Late in the evening, I strolled into the gym where all the kids were hopping up and down to music. They call it dancing. Why they can't just flail their arms and wip their hair around like we did is beyond me. I spotted her and her peeps against the wall. She spotted me and broke out into a run toward me. How sweet of her to leave her friends just so she could hug me.

Cat: What are you doing in here? Again, my mother.

Contessa: Just looking around, watching the kids have a good time.

Cat: But you're standing in the middle of the gym. I wish mom would lay off the attitude.

Contessa: So are teachers and other parents.

Cat: Yeah, but I don't have a personal relationship with them.

I left the gym. I thought it important to preserve that special relationship between mom and me.

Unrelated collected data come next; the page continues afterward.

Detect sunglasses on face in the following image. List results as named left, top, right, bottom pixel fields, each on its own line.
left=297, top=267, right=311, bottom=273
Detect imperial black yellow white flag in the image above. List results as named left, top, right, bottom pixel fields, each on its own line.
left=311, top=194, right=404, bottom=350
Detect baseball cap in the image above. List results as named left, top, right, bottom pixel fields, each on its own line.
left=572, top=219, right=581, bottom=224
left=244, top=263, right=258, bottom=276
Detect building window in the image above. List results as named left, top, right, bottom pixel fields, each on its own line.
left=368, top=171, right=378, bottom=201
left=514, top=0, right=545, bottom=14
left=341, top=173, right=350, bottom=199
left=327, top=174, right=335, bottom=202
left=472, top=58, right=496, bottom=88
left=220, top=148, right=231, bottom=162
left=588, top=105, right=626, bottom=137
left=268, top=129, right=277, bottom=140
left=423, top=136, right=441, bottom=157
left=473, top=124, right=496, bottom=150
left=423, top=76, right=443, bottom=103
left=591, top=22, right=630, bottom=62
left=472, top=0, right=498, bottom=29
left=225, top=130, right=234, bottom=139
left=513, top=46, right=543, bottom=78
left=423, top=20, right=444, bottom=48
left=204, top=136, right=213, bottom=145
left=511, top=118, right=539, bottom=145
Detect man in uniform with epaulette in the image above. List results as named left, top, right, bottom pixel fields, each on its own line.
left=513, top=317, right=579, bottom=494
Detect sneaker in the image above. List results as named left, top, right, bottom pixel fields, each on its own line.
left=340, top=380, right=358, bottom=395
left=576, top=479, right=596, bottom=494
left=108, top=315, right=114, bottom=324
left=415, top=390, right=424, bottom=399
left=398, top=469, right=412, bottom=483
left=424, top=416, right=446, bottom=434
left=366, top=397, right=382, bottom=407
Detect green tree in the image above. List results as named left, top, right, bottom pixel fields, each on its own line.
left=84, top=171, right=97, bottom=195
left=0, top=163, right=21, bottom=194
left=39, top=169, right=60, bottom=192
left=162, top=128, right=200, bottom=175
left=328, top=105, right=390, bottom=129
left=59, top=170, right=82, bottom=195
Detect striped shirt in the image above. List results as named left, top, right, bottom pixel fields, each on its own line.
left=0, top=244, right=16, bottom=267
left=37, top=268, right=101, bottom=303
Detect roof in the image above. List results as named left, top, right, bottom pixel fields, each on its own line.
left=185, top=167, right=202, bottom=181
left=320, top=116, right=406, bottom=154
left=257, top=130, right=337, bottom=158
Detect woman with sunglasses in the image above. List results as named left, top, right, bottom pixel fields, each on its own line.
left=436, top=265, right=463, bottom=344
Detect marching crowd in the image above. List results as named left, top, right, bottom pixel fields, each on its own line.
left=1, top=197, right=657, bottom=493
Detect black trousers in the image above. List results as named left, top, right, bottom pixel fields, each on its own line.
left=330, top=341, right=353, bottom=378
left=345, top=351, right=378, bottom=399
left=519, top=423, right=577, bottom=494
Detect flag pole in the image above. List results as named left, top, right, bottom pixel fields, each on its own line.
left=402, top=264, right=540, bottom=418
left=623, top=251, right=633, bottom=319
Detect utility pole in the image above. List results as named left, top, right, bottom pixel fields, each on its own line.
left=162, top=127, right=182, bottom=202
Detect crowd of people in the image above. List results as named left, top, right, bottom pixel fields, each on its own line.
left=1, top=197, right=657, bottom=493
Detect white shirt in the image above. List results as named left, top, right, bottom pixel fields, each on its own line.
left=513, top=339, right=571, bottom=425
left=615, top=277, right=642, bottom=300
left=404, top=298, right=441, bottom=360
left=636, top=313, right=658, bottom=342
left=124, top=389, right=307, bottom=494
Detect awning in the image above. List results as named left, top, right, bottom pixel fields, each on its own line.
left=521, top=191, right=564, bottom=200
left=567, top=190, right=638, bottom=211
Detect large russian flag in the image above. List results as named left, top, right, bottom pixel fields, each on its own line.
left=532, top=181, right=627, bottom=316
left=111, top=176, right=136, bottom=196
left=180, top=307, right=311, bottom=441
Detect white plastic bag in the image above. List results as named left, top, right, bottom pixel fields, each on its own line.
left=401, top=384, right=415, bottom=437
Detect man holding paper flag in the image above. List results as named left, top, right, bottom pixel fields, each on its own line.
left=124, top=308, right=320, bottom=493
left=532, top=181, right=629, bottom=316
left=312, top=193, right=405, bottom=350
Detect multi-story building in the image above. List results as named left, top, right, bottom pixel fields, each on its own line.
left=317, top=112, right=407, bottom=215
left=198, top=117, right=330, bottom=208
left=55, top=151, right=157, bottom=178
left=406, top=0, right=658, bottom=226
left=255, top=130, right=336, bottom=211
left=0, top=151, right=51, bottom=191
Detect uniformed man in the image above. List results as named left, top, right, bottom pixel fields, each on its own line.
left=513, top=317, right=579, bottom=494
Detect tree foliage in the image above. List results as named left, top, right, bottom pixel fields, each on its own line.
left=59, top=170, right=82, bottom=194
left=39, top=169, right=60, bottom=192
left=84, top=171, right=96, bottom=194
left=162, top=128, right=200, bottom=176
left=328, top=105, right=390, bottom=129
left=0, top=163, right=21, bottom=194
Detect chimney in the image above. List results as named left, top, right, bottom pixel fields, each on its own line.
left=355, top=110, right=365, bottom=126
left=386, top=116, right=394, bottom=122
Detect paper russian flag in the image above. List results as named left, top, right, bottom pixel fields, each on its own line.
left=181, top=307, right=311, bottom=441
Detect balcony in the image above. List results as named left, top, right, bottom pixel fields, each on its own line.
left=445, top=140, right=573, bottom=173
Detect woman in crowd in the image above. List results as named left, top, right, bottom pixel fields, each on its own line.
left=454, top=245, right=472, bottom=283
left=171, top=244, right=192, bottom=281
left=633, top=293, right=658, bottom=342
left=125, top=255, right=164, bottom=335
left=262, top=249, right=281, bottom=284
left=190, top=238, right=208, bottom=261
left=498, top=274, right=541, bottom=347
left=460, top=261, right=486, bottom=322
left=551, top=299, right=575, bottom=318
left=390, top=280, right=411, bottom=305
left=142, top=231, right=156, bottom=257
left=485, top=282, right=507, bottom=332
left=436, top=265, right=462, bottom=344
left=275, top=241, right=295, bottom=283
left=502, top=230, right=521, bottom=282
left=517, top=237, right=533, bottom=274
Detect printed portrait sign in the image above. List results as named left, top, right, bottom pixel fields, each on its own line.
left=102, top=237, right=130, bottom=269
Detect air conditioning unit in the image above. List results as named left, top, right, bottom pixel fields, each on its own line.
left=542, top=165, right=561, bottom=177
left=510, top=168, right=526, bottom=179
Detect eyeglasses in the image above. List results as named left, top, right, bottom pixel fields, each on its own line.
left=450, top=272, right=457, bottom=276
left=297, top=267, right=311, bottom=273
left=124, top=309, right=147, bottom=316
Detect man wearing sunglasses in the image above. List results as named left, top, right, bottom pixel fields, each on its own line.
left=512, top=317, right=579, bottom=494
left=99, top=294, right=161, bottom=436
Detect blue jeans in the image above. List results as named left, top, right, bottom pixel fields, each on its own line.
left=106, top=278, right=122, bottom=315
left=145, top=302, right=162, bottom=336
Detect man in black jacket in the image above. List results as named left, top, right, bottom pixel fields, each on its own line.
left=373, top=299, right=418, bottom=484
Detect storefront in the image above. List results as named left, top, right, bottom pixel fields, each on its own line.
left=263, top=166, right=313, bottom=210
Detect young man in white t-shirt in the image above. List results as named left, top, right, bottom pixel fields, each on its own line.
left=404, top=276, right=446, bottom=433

Thursday, February 05, 2009

Tween Talk

Overheard while driving Cat and her best friend around after a sixth-grade student council session:

Cat: Did you hear who likes me? Tory Smith.

Kel: Who's he?

Cat: You know, coconut-head with shaggy hair.

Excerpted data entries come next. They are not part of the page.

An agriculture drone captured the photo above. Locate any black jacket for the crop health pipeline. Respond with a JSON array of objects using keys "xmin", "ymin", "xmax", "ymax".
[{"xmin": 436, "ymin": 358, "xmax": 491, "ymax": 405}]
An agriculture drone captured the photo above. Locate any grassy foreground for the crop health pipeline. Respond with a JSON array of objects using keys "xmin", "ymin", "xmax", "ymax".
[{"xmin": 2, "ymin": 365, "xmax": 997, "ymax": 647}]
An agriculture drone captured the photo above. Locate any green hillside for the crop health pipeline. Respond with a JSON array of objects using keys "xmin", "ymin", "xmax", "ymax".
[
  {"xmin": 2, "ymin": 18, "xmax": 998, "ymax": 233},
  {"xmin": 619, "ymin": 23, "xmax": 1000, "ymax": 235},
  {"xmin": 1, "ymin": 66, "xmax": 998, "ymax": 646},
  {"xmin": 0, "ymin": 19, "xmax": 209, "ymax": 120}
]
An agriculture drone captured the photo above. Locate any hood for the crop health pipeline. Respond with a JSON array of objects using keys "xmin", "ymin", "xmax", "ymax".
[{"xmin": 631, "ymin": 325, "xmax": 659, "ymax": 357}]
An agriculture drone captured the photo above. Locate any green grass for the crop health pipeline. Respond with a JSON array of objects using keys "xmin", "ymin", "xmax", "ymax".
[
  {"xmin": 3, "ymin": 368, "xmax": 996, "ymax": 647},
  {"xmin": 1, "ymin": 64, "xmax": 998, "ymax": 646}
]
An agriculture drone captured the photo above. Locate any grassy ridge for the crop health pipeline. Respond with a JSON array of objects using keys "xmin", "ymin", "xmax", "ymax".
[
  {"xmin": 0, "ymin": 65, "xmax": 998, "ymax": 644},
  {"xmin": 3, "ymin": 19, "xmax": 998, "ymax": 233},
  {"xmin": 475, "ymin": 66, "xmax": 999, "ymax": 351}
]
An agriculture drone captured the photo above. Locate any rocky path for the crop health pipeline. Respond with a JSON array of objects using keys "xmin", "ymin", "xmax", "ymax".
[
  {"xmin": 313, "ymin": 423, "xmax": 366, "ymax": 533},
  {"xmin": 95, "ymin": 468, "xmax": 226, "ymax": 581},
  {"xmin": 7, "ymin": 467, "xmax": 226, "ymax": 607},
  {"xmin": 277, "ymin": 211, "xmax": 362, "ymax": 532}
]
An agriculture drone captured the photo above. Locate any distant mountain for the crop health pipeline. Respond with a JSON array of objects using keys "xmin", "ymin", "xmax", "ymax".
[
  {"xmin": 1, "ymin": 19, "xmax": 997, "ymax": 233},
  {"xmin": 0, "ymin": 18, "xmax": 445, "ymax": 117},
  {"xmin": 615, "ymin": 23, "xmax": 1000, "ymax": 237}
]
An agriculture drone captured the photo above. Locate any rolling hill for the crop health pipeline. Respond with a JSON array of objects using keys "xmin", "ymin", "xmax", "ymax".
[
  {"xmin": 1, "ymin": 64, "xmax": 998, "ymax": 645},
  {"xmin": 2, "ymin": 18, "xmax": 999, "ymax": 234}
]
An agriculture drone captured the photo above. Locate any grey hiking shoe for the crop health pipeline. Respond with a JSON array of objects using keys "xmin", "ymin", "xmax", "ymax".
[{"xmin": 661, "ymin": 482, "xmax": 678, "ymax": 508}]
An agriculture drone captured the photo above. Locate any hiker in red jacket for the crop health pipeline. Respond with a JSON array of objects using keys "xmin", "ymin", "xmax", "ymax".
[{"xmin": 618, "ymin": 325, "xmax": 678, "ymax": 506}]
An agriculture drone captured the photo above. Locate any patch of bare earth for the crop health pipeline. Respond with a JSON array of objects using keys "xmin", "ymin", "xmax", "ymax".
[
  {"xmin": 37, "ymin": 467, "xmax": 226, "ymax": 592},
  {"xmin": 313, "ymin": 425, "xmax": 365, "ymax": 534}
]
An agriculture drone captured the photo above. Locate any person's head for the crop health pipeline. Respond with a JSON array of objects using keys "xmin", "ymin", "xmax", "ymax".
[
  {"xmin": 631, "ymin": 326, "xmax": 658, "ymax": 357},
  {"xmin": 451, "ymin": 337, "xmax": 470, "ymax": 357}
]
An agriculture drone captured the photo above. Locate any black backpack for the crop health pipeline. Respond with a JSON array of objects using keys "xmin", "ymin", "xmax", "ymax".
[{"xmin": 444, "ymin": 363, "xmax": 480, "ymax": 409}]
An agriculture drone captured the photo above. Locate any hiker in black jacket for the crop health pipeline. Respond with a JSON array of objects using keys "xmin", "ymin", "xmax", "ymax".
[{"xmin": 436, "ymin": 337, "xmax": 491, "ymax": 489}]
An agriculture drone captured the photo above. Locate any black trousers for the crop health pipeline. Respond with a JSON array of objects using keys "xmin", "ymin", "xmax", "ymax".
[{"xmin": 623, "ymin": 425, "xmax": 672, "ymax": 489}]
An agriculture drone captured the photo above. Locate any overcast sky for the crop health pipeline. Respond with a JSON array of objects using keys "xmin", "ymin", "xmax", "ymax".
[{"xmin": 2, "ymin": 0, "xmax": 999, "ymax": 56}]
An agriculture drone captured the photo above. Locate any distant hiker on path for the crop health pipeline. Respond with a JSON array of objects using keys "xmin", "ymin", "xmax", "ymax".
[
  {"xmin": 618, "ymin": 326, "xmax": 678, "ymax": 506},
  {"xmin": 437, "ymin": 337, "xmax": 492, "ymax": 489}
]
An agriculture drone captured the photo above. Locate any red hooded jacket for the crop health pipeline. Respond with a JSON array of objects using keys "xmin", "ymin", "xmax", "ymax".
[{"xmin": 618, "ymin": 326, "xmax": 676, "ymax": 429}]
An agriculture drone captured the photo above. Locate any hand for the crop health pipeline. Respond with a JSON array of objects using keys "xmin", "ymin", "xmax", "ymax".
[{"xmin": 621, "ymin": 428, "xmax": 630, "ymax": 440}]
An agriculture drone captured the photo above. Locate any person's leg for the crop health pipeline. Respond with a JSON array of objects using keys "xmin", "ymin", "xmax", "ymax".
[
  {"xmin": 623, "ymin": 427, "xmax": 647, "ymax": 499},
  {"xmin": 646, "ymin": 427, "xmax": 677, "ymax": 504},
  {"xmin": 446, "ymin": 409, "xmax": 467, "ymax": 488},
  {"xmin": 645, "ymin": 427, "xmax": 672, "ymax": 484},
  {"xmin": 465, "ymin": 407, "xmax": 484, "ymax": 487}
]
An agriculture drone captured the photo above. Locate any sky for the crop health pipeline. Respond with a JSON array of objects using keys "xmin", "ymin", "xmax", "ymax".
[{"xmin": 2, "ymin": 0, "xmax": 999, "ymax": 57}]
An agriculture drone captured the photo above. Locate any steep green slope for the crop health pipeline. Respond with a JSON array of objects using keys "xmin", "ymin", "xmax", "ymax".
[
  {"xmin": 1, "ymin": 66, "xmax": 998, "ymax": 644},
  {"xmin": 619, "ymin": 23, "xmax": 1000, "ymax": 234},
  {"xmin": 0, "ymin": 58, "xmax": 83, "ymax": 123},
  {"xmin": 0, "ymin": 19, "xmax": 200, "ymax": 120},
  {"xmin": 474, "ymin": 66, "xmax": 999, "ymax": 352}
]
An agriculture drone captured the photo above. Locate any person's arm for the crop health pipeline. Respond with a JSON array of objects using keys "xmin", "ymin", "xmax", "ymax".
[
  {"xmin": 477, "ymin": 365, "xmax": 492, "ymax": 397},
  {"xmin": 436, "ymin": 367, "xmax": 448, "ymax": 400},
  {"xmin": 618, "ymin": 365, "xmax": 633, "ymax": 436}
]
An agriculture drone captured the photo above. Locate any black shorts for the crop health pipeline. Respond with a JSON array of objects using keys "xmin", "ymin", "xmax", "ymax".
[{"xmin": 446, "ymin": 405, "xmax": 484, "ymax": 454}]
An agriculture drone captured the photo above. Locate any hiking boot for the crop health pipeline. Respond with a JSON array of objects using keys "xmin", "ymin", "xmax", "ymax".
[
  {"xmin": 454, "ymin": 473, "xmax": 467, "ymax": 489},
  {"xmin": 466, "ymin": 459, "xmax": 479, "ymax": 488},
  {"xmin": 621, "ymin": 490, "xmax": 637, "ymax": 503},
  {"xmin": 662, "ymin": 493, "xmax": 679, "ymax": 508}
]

Kel: So, I heard Mace likes me!

Cat: Duck-face Mace? No way.

Cat & Kel: Eeeeewwwwwww.

Monday, February 02, 2009

Shoot Me, Please

I just read last week's hints from Heloise and one reader wrote in saying how difficult it was for her to tell her right slipper from her left. Plus, it tired her out to turn them over before she put them on. Oh yeah, that right vs. left concept is a tough one -- and the exhaustion from flipping fluffy footies! It's a wonder she dares to take them off once she's got them on. I bet figuring out which hand fits her oven mitt sends her back to bed.

Sunday, February 01, 2009

Who Needs Corn Bread, Anyway?

Okay, it's a given the Contessa isn't much of a cook. She tries. Homemade dinners are sooo overrated. So are dinners, for that matter. But, every now and then, the Contessa trades in her corkscrew for a spatula.

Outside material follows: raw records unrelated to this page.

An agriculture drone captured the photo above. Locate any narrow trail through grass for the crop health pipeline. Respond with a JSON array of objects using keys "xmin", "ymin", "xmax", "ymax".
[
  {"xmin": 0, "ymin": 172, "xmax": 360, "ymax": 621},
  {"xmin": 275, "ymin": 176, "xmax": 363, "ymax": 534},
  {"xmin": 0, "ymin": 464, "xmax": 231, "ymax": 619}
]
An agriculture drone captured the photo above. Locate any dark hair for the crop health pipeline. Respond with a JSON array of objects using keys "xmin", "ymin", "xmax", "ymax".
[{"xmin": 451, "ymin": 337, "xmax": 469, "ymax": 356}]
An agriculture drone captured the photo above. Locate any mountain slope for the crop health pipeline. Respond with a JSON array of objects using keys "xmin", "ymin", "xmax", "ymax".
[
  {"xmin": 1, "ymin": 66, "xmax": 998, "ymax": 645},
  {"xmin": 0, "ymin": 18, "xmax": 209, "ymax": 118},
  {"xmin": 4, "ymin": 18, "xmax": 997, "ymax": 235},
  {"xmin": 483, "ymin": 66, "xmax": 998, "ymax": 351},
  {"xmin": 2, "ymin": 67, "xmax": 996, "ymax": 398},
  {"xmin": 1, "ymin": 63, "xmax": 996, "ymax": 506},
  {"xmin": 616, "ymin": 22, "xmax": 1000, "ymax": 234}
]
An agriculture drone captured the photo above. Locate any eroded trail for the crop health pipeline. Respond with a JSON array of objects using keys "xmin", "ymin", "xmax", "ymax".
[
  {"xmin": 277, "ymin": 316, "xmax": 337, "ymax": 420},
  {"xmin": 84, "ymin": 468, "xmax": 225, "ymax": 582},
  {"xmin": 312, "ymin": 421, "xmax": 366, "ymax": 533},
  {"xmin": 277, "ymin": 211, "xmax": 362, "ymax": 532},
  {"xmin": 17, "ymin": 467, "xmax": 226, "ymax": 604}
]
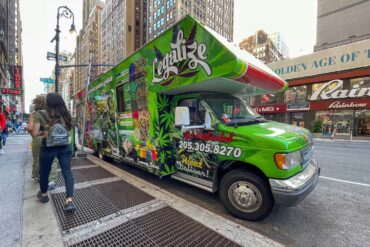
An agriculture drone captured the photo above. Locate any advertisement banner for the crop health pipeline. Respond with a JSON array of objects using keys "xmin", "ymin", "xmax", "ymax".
[
  {"xmin": 252, "ymin": 104, "xmax": 287, "ymax": 113},
  {"xmin": 1, "ymin": 88, "xmax": 22, "ymax": 95},
  {"xmin": 310, "ymin": 98, "xmax": 370, "ymax": 110},
  {"xmin": 8, "ymin": 65, "xmax": 22, "ymax": 89}
]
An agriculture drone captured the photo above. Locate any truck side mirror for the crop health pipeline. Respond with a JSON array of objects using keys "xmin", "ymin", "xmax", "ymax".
[
  {"xmin": 204, "ymin": 111, "xmax": 212, "ymax": 130},
  {"xmin": 175, "ymin": 107, "xmax": 190, "ymax": 127}
]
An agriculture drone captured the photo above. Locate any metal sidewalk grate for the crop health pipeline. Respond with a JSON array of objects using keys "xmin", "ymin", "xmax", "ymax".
[
  {"xmin": 93, "ymin": 180, "xmax": 155, "ymax": 210},
  {"xmin": 56, "ymin": 171, "xmax": 86, "ymax": 187},
  {"xmin": 52, "ymin": 181, "xmax": 155, "ymax": 232},
  {"xmin": 70, "ymin": 206, "xmax": 240, "ymax": 247},
  {"xmin": 76, "ymin": 166, "xmax": 116, "ymax": 182},
  {"xmin": 58, "ymin": 158, "xmax": 97, "ymax": 169},
  {"xmin": 131, "ymin": 206, "xmax": 241, "ymax": 247},
  {"xmin": 55, "ymin": 166, "xmax": 116, "ymax": 187},
  {"xmin": 71, "ymin": 158, "xmax": 98, "ymax": 167},
  {"xmin": 70, "ymin": 221, "xmax": 158, "ymax": 247},
  {"xmin": 51, "ymin": 187, "xmax": 117, "ymax": 231}
]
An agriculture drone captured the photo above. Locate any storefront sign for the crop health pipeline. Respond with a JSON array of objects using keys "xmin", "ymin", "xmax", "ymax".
[
  {"xmin": 14, "ymin": 66, "xmax": 22, "ymax": 89},
  {"xmin": 310, "ymin": 98, "xmax": 370, "ymax": 110},
  {"xmin": 268, "ymin": 39, "xmax": 370, "ymax": 80},
  {"xmin": 310, "ymin": 79, "xmax": 370, "ymax": 100},
  {"xmin": 1, "ymin": 88, "xmax": 22, "ymax": 95},
  {"xmin": 253, "ymin": 104, "xmax": 287, "ymax": 113},
  {"xmin": 287, "ymin": 102, "xmax": 310, "ymax": 111}
]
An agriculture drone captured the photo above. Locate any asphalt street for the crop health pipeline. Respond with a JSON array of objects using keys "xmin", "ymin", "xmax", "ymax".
[{"xmin": 112, "ymin": 139, "xmax": 370, "ymax": 247}]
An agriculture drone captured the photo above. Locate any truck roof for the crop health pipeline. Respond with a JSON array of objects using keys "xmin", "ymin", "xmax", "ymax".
[{"xmin": 89, "ymin": 15, "xmax": 287, "ymax": 97}]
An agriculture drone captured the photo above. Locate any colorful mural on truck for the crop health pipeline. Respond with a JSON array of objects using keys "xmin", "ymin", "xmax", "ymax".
[{"xmin": 76, "ymin": 15, "xmax": 288, "ymax": 180}]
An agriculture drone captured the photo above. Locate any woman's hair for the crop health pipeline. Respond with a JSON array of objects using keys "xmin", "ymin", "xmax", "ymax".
[
  {"xmin": 45, "ymin": 93, "xmax": 72, "ymax": 130},
  {"xmin": 32, "ymin": 95, "xmax": 46, "ymax": 111}
]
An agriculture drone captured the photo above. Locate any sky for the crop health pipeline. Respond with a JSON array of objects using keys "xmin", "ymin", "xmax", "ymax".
[{"xmin": 20, "ymin": 0, "xmax": 317, "ymax": 113}]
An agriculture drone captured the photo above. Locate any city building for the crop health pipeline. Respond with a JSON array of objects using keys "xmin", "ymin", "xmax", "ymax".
[
  {"xmin": 100, "ymin": 0, "xmax": 147, "ymax": 74},
  {"xmin": 147, "ymin": 0, "xmax": 234, "ymax": 42},
  {"xmin": 239, "ymin": 30, "xmax": 286, "ymax": 64},
  {"xmin": 315, "ymin": 0, "xmax": 370, "ymax": 51},
  {"xmin": 15, "ymin": 0, "xmax": 24, "ymax": 113},
  {"xmin": 0, "ymin": 0, "xmax": 8, "ymax": 90},
  {"xmin": 51, "ymin": 51, "xmax": 74, "ymax": 97},
  {"xmin": 75, "ymin": 1, "xmax": 103, "ymax": 95},
  {"xmin": 0, "ymin": 0, "xmax": 23, "ymax": 117},
  {"xmin": 251, "ymin": 39, "xmax": 370, "ymax": 140},
  {"xmin": 83, "ymin": 0, "xmax": 101, "ymax": 29}
]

Last week she gave homemade corn bread a shot. Yummy aromas filled the kitchen and it looked delicious. Well, it looked normal, except for that brown spot that fit right under a dollop of Country Crock Shed Spread. All right, it was edible.


Contessa's cornbread tasted like cardboard and was a tad dry. Okay, cotton-in-your-mouth dry, just not as tasty.

How did The Big Guy handle his disappointment? With gentle finesse. He scooped up the leftovers and lined the bench on our deck, as a treat for the squirrels. Our yard is overrun with the little buggers. They love ears of corn so The Big Guy figured they'd chow down on my cornbread wonders. Funny little creatures. One scooped up a mound of 'meal, stuffed it in his mouth and keeled over. I thought only possums played dead.

The little critters must be hibernating, too stuffed to move. I haven't seen a single one ever since The Big Guy put out the cornbread treats. Hmm, haven't seen our outdoor cats, The Yard Rats, either.